Sebastian Kicki: W każdej chwili mogę odejść

Sebastian Kicki w przyszłym sezonie będzie występował w Olimpii Piekary Śląskie. Doświadczony golkiper w każdej chwili może jednak zmienić barwy klubowe.

Bramkarz z Chorzowa o tym, że będzie zmuszony szukać nowego pracodawcy, dowiedział się pod koniec maja. Początkowo wydawało się, że Kicki zasili szeregi zbrojącego się do walki o awans do PGNiG Superligi Śląska Wrocław, ostatecznie do podpisania kontraktu jednak nie doszło. - Było jeszcze kilka innych opcji, ale później wszystko stanęło - nie kryje były gracz NMC Powenu Zabrze w rozmowie ze SportoweFakty.pl.

Kicki szukał pracodawcy, który zaoferowałby mu dłuższy kontrakt bądź w przypadku którego problemem nie byłyby codzienne dojazdy na treningi. - Mam pracę, w której jestem od siedmiu lat, i nie chcę ryzykować wszystkiego dla rocznej umowy - mówił jeszcze kilka tygodni temu sam zainteresowany.

Pomocną dłoń do zawodnika wyciągnęła Olimpia. - Trener oraz prezes bardzo mi pomogli i jestem im za to niezwykle wdzięczny.
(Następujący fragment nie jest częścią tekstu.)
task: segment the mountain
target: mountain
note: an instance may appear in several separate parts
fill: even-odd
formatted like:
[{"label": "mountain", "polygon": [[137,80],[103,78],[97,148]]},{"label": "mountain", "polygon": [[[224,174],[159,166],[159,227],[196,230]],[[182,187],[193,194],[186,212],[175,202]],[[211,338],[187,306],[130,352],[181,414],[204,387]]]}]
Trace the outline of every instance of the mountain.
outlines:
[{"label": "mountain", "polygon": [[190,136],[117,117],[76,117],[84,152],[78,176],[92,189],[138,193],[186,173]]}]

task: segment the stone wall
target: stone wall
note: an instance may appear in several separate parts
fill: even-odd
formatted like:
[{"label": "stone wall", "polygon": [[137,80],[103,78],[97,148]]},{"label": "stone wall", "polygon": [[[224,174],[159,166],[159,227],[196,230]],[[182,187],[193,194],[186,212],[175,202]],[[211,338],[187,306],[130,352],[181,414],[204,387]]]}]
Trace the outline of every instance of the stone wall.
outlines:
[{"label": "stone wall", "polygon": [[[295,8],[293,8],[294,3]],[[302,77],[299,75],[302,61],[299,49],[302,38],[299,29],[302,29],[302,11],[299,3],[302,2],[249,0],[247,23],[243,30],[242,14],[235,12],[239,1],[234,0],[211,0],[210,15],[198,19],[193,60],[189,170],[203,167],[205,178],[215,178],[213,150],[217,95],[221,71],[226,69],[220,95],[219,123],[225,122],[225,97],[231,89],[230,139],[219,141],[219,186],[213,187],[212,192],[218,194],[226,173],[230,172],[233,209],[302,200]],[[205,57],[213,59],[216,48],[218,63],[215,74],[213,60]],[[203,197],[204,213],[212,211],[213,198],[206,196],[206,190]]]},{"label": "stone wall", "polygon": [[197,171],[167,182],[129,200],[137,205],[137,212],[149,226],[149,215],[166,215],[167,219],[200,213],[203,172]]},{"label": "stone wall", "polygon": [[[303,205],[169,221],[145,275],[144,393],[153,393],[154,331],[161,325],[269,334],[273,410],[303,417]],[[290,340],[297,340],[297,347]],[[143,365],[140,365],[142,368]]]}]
Najważniejsze, że mam już gdzie grać i trenować - podkreśla Kicki.

Wciąż niewykluczone jest, że doświadczony golkiper w przyszłym sezonie wystąpi jednak w najwyższej klasie rozgrywkowej. - Gdyby w trakcie sezonu coś złego stało się w którymś z klubów Superligi, to ja jestem gotowy i w każdej chwili mogę z Piekar Śląskich odejść - podkreśla Kicki. - Nie ukrywam, że pod tym względem w Olimpii poszli mi bardzo na rękę.